Candle Dipping
Sharing Passions

Nature Connection


IP - Nature Connection 1

I’m spending more and more time in nature.  Connecting to the natural materials I use in my projects in the most beautiful way - lying under a tree, gazing up at the sun streaming through the leaves.

My passion for spending time in nature all started a few years ago when I was making wooden pendants and buttons from fallen, foraged branches.  I was curious about the wood I was working with.  When you go to Bunnings it's easy enough to know what timber you're working with (Tassie oak, pine) but out in the bush how do you know if it's a red gum or red bloodwood (both native Australian trees)?  You get yourself a nature guide and start learning to identify trees, that's how.

Of course it goes further back than that to the time I read Tolkein's Gown by Rick Gekoski and learnt about provenance for the first time.  In the world of collectibles and antiques, provenance is Queen.  When you know the history of an item and who made it, it becomes more valuable.  This knowing satisfies our deep human urge for story.  It's our need to connect on a deeper level to the world around us.  Knowing where my materials come from connects me to them.  It makes me think about how and where they were made.  I want to use materials that have integrity.  Materials that have been humanely and responsibly made or harvested.

It goes back even further to my days as a medieval re-enactor, sewing my own costumes and making my own leather armour out of natural materials.  You can't go to a shop and buy a 12th century style cotton dress to wear to a feast.  You have to make it yourself.  You definitely can't buy a suit of armour at the local two dollar shop.  Well, not one that can withstand being hit repeatedly and very hard with a big stick.  Of course in the middle ages polyester and viscose hadn't been invented so the clothes I made were all made out of natural fibres - cotton, wool, linen and very rarely on my uni student budget, silk.  

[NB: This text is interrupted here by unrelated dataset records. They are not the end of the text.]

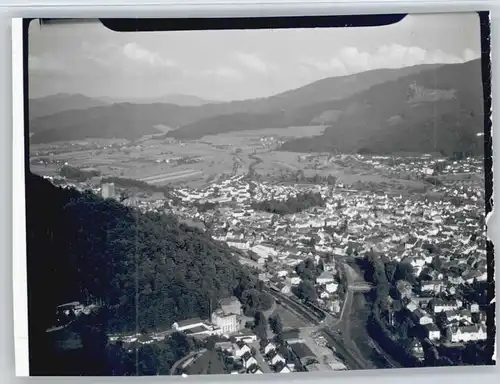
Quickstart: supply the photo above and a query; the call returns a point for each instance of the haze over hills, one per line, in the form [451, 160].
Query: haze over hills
[48, 105]
[137, 120]
[437, 110]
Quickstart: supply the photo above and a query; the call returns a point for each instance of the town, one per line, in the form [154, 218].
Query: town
[300, 238]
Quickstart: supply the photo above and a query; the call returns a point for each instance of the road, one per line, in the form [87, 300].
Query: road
[179, 362]
[266, 313]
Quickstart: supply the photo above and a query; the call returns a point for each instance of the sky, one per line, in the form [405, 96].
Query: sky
[89, 59]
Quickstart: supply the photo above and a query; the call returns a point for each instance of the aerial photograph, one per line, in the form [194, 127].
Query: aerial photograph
[256, 201]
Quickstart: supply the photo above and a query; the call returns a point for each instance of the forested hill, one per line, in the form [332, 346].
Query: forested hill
[84, 248]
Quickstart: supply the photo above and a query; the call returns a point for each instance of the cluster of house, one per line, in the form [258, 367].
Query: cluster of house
[448, 320]
[425, 164]
[66, 313]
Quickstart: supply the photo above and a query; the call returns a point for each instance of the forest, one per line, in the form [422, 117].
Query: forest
[145, 271]
[397, 336]
[291, 205]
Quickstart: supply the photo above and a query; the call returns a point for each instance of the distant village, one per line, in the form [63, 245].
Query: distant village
[351, 223]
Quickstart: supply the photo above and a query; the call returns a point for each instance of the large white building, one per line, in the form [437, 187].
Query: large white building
[108, 190]
[196, 327]
[230, 305]
[467, 333]
[228, 317]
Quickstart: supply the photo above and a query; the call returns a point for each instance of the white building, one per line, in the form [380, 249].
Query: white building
[230, 305]
[433, 332]
[196, 326]
[241, 349]
[331, 288]
[227, 322]
[269, 348]
[108, 190]
[264, 251]
[439, 305]
[467, 333]
[325, 278]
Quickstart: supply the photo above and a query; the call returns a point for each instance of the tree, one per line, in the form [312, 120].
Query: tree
[307, 291]
[275, 324]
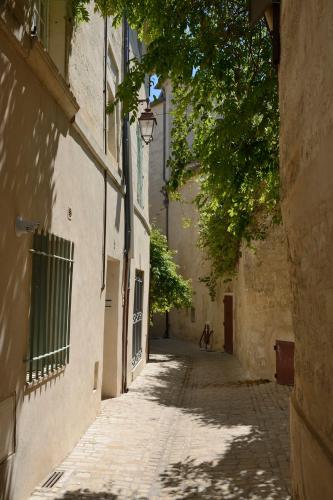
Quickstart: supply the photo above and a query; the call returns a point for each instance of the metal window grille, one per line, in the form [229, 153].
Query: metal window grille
[137, 319]
[51, 293]
[139, 163]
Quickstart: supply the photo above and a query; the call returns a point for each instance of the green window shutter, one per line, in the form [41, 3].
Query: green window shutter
[139, 163]
[51, 292]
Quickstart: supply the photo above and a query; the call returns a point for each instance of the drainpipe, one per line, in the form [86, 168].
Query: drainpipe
[127, 203]
[105, 148]
[166, 201]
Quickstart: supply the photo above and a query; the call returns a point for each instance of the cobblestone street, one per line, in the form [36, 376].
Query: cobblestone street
[190, 427]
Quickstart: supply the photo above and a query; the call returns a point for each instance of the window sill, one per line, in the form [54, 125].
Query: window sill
[32, 386]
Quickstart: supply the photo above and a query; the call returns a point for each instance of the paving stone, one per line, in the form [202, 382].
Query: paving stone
[189, 427]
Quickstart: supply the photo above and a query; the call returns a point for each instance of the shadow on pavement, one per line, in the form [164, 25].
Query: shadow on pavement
[254, 414]
[86, 494]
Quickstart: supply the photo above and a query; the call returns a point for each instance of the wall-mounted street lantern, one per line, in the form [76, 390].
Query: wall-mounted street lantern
[271, 10]
[24, 226]
[147, 122]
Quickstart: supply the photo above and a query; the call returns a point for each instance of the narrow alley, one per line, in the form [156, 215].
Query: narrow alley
[191, 426]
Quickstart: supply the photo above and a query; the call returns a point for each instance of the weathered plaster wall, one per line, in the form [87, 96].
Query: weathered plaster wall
[306, 105]
[46, 167]
[262, 304]
[183, 238]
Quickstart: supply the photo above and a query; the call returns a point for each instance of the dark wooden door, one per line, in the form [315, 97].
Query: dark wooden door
[228, 324]
[284, 362]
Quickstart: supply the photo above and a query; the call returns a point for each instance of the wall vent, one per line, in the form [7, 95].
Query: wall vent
[53, 479]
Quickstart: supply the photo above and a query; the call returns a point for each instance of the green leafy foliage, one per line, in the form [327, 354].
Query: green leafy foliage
[225, 113]
[168, 289]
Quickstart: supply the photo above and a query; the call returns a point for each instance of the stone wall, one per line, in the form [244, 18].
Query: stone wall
[49, 163]
[188, 324]
[306, 106]
[262, 302]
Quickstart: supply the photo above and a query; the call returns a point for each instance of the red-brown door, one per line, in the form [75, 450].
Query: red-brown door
[284, 362]
[228, 324]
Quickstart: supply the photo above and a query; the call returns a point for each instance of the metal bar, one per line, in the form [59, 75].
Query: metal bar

If I dig through my memories for long enough it probably all goes back to when I was a child bright eyed with the wonder at the beautiful, mysterious, unfathomable world around me.  Spending hours digging in the dirt and watching snails make their silvery trails as the wind slowly along the garden paths.  Connecting with the secrets of nature in the best way possible - open minded, curious and barefoot.

Provenance, natural materials, my own curiosity and insatiable hunger to learn have led me to spend more and more time in nature learning about the plants and creatures around me.  I'm devouring books on the natural world (The Hidden Life of Trees by Peter Wohlleben and The Genius of Birds by Jennifer Ackerman are two current favourites) and buying field guides like they're going out of fashion.  As well as learning the names of things, I'm also learning to deepen a connection to place, to be with it through the seasons and to learn that everything has a cycle.

IP - Nature Connection 2

The more time I spend in nature, the more at peace with myself I feel.  Being barefoot on the grass satisfies my deep need for connection.  Only instead of connection to people through community, I'm connecting to nature through place.  

The most wonderful thing about spending so much time in nature is the incredible beauty that surrounds me all the time.  All I have to do is open up my eyes and ears to hear the caw-caw-cawarah of a currawong.  Or the sound of water running over rocks.  To see the flight of a honey brown beetle.  To feel sharp twigs and bare earth under my feet.  To taste the rain in the air.  To feel fully alive.